We encourage all patients to stay active following surgery. Walking regularly is the most useful exercise after the operation. Following the operation you should avoid heavy lifting for 4-6 weeks.

After about 4 weeks you should be able to increase your exercise activities. Starting with gentle rhythmic exercises such as cycling or cross-training and gradually building up to your normal exercise regimen. Provided there are no wound problems swimming can also be good at this stage.

You should be able to return to work within one or two weeks but if your job involves any strenuous activities you may need to be off work for longer or carry out only light duties.

Patients can usually drive again after one to two weeks but your surgeon will give you specific instructions regarding this.


Wound infections are uncommon after this type of surgery. When they do occur patients may need a course of antibiotics.

Sometimes bruising may occur around the wound or a swelling develop beneath the wound. This is usually blood and / or tissue fluids which accumulates in the space where the hernia was. The fluid will normally gradually resolve. Very occasionally a collection of fluid may need to be drained.

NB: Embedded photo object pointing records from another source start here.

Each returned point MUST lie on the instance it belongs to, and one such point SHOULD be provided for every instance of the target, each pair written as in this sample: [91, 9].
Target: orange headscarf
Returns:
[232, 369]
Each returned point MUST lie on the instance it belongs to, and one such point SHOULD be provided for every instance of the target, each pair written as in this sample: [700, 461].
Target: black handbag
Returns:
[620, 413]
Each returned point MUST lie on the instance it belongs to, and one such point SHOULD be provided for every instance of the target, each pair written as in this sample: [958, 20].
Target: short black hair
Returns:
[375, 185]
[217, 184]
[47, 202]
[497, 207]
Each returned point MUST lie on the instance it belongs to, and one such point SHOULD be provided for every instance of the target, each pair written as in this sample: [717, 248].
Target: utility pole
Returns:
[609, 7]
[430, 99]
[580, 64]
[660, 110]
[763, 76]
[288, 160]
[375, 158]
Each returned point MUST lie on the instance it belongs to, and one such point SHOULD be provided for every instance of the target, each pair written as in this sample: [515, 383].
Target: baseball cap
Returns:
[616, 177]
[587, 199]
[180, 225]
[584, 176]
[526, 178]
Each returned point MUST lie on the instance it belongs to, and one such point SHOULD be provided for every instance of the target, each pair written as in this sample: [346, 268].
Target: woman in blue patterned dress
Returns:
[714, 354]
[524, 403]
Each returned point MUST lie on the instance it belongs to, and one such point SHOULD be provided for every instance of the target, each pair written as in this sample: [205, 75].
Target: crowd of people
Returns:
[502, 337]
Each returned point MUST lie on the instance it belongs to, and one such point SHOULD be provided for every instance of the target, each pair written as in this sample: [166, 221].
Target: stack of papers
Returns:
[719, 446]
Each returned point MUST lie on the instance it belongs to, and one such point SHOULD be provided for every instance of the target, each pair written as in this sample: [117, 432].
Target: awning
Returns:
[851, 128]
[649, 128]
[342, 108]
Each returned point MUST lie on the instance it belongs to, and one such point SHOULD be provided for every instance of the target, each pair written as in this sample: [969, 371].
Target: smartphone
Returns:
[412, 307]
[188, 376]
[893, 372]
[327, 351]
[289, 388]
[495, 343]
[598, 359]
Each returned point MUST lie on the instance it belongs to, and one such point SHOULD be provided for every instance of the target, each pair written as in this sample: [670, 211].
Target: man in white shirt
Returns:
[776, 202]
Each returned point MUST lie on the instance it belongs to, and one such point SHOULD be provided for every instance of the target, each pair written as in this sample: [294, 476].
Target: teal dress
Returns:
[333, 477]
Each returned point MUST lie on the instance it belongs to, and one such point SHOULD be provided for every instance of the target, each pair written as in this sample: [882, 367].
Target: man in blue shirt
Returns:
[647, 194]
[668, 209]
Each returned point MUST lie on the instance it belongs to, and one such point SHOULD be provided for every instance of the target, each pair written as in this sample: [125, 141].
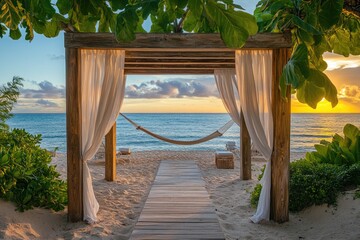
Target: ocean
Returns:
[306, 130]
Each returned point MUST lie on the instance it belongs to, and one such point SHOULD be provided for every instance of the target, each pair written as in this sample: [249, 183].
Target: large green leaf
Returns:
[126, 24]
[234, 26]
[196, 7]
[329, 13]
[64, 6]
[340, 42]
[9, 15]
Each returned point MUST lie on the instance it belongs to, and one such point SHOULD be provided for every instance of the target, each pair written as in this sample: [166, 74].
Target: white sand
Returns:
[121, 203]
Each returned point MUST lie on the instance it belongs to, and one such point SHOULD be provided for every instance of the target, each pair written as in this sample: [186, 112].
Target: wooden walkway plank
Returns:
[178, 206]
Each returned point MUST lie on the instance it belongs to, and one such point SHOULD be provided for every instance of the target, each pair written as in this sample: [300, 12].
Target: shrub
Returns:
[313, 184]
[26, 177]
[323, 174]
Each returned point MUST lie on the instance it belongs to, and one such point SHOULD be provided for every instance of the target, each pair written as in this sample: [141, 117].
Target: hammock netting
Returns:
[213, 135]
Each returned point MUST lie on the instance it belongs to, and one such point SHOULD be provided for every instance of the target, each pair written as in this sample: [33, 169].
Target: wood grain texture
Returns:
[280, 160]
[245, 151]
[189, 41]
[110, 154]
[73, 135]
[178, 206]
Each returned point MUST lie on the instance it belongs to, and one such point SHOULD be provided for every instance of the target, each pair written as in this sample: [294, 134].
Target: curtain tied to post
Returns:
[103, 87]
[250, 92]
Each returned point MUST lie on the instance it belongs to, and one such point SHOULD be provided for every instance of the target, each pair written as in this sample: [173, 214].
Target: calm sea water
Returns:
[306, 130]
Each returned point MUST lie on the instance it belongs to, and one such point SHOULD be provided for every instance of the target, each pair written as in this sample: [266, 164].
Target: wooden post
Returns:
[279, 210]
[110, 154]
[245, 151]
[73, 135]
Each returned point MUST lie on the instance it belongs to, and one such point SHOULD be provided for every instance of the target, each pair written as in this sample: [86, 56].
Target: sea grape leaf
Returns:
[9, 15]
[329, 13]
[234, 26]
[64, 6]
[118, 4]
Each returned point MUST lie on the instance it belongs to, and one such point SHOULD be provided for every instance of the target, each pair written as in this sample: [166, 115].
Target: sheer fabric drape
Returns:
[253, 83]
[254, 71]
[226, 83]
[103, 86]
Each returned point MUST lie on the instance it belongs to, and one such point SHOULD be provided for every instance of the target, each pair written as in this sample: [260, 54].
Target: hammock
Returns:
[215, 134]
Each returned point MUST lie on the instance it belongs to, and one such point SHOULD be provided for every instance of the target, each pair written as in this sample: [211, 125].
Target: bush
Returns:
[323, 174]
[313, 184]
[26, 177]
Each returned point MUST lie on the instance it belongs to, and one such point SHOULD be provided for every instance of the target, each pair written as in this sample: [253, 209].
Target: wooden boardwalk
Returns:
[178, 206]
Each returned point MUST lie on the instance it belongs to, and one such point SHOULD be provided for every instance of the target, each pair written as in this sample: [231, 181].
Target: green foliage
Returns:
[125, 18]
[341, 151]
[316, 26]
[324, 173]
[26, 177]
[313, 184]
[8, 96]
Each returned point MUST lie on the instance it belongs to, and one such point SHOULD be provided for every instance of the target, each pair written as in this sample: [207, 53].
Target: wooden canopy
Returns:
[177, 54]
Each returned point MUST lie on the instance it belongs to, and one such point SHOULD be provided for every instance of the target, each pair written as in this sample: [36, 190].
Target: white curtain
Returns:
[226, 83]
[103, 86]
[253, 82]
[254, 71]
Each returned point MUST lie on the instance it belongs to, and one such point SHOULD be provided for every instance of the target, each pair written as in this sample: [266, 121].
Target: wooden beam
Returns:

You should contact your doctor if after the operation you develop any of the following:

  • Redness around or drainage from the incision.
  • Fever.
  • Bleeding from the incision.
  • Pain that is not relieved by medication or pain that suddenly worsens.

Some patients particularly men can find it difficult to pass urine after a hernia repair. It is always important to tell your surgeon, before coming in to hospital, if you are experiencing any difficulties passing urine. Occasionally a catheter may need to be passed if a patient is unable to pass urine and if that is necessary patients usually will have to stay overnight before the catheter can be removed the next day.

After an open procedure some patients might experience some numbness or a slightly odd sensation in the skin below the scar and this can extend to the upper part of the scrotum. This happens when a nerve is bruised or damaged during the procedure. In many cases the numbness will improve over period of time.

A few patients may continue to experience pain in a hernia wound that does not settle down straightaway. We think that this may occur if a nerve is trapped in the mesh material a suture or the scar. A course of physiotherapy can be helpful initially and sometimes a local anaesthetic and steroid injection will relieve symptoms. It is very rare that a wound need be re-explored because of pain

A small number of people will develop a recurrence of the hernia. Recurrences are far less common these days with the use of mesh but nevertheless can occur occasionally.